| La
Chine : le berceau de la civilisation du thé
Les premiers
écrits mentionnant le thé sont le Shijing
(Livre des chants) et le Er'ya (VIII-VII s.
av. JC). L'idéogramme employé alors, "tu",
désignait en fait une "herbe amère" mal
définie. Une prononciation distincte, "cha",
fut rendue obligatoire sous la dynastie Han
(206 av. JC - 220 apr. JC), mais
l'idéogramme ne se précisa qu'à partir du
VIII siècle. Ce qui représente près de seize
siècles d'incertitude linguistique.
Ce qui peut
sembler certain c'est que l'apparition du
thé, et non de cette vague "herbe amère", se
fit sous la forme d'un breuvage
thérapeutique sous les Han de l'Ouest (206
av. JC - 24 apr. JC). Ce n'est qu'à la fin
de la dynastie Han de l'Est (25 - 220) et à
l'époque des Trois Royaumes (220-280) qu'il
devint une boisson quotidienne, puis, à
partir de la seconde moitié de la dynastie
Tang (618-907), notamment sous l'impulsion
du Maître Lu Yu, le breuvage de prédilection
des poètes et des artistes.
Le thé,
notamment compressé sous forme de brique,
devient monnaie d'échange et tribut. On en
accorde aux peuples fougueux du Nord contre
des chevaux pour l'armée ou en échange de la
paix. Les première routes du thé sont créées
partant de la Chine du Nord à la Mongolie ou
de la Chine du Sud-Ouest au Tibet. Cette
dernière, longue de 1500 km, fréquentée par
des caravanes de chameaux ou de yacks,
traversait une cinquantaine de cols et
parfois à plus de 5000 m d’altitude !
Le Japon
découvre le thé
Le moine
japonais Saicho (767-822) revint d'un voyage
en Chine avec quelques graines de théier
qu'il planta à Sakamoto, au pied de la
montagne sacrée de Heizan. Mais il fallut
attendre la fin du XII siècle pour qu'une
vraie culture du thé s'installe au Japon.

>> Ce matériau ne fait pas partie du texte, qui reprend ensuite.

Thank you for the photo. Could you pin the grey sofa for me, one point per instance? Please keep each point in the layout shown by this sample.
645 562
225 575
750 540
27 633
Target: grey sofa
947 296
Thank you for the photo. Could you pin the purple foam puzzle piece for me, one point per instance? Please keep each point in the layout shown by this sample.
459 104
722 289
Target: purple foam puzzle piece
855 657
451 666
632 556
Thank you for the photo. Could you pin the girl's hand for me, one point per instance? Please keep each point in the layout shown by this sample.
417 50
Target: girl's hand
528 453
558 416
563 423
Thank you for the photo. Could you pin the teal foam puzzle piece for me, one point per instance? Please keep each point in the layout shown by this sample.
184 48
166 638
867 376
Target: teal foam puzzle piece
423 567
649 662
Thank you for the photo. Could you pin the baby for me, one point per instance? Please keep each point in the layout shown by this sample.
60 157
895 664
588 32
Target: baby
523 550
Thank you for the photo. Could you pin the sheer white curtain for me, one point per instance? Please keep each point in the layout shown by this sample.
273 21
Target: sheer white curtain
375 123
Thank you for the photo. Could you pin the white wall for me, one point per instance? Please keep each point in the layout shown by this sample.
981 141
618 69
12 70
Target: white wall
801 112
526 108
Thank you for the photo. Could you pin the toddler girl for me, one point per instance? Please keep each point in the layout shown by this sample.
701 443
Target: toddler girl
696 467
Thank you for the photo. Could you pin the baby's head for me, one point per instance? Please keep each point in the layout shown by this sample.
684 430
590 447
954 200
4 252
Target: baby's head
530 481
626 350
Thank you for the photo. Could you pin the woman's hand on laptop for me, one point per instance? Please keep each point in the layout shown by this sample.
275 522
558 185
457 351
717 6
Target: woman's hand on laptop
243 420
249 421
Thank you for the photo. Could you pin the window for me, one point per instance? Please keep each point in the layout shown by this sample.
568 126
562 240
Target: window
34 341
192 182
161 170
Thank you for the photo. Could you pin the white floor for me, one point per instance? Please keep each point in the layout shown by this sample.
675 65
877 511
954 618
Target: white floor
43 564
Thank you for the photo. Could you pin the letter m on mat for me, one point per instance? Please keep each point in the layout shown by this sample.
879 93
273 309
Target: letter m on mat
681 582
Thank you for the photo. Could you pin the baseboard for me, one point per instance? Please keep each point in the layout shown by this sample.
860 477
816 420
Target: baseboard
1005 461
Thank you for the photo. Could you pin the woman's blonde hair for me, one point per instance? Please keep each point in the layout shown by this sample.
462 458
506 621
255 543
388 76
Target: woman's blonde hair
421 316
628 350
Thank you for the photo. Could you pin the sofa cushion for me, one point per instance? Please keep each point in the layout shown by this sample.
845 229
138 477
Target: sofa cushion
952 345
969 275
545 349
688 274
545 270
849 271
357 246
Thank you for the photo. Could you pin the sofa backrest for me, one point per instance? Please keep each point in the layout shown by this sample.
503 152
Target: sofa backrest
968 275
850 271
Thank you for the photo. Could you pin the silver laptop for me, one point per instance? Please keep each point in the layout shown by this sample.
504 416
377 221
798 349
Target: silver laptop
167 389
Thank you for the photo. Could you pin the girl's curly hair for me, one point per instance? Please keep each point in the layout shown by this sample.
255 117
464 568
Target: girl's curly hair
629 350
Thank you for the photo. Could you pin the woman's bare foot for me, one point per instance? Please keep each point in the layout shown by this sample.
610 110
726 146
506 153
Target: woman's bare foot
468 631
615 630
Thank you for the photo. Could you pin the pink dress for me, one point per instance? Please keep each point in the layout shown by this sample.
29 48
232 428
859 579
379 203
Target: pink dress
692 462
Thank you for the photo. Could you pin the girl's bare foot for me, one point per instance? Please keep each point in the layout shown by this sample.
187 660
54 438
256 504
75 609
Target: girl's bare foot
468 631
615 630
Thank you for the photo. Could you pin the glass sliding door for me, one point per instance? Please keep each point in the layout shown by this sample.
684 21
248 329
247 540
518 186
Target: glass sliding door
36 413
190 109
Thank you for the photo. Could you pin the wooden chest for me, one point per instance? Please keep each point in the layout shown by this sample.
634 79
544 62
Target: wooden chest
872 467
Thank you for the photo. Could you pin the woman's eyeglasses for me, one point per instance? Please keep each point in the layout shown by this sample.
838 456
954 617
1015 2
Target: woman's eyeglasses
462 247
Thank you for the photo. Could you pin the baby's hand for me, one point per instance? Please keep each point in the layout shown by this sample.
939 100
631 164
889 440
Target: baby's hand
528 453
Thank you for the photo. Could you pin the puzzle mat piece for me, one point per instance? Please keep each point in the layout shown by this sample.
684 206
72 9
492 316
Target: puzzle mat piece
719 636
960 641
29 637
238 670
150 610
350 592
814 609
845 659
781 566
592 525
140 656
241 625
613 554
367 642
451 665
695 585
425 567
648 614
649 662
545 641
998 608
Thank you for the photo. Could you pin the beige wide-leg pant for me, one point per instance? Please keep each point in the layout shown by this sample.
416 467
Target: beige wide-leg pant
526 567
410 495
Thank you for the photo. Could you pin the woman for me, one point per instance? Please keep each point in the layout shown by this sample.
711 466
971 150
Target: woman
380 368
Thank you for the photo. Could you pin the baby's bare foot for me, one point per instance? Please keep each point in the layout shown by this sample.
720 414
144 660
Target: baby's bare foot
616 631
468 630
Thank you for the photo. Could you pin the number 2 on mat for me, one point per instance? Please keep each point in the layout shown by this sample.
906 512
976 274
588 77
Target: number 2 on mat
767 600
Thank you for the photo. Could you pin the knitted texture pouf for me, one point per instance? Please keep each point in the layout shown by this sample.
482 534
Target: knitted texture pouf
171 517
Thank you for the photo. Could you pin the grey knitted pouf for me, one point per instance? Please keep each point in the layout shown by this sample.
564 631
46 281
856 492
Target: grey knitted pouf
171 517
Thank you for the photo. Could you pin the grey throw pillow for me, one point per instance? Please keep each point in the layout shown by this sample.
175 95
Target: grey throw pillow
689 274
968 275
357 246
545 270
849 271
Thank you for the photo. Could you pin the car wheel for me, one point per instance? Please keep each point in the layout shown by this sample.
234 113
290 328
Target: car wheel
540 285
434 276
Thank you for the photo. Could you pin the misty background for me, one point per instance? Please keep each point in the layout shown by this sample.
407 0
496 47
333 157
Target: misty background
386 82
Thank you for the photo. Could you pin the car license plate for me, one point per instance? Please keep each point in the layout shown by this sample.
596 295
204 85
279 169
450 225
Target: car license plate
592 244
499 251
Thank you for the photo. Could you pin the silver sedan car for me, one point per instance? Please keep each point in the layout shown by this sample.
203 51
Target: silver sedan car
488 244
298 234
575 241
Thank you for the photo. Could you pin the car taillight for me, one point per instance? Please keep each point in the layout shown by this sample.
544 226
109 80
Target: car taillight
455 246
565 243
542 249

Elle connut son apogée au XVI siècle, avec
la codification, par Sen No Rikyu, de la
cérémonie japonaise de thé (Chanoyu),
d'inspiration zen.
L'Europe
part à la rencontre du thé
Quelques
missionnaires eurent, au XVI siècle,
quelques mots sur cette herbe "suavem gustu,
nomine chia" ("au goût suave, nommée chia).
Mais ce sont les Hollandais qui rapportèrent
en Europe, vers 1606, les premières caisses
de thé. Ce navire hollandais venait de Java
où les Hollandais avaient établi un
relais-dépôt pour les produits venant
d'Orient et où le thé avait dû être apporté
par des bateaux chinois. Ces fameuses
caisses avaient été échangées contre de la
sauge à raison d'une caisse de sauge contre
trois caisses de thé. Les Hollandais étaient
persuadés que la sauge allait conquérir
l'Asie... mais c'est le thé qui conquit
l'Europe.
Les
Anglais font main basse
Les Anglais
découvrirent le thé avec quelques décennies
de retard sur l'Europe continentale. En
effet il fallut du temps avant que le thé ne
puisse remplacer la boisson fétiche des
Anglais: le café! La célèbre compagnie
d'assurance Lloyds doit d'ailleurs son nom à
un café Lloyd où l'on inscrivait, sur un
grand tableau, les arrivées et les départs
des bateaux.
Le Japon
ayant fermé ses ports à l'Occident, en 1638,
à la suite de divers problèmes causés par
des missionnaires portugais, la Chine
demeurait seul fournisseur possible de thé.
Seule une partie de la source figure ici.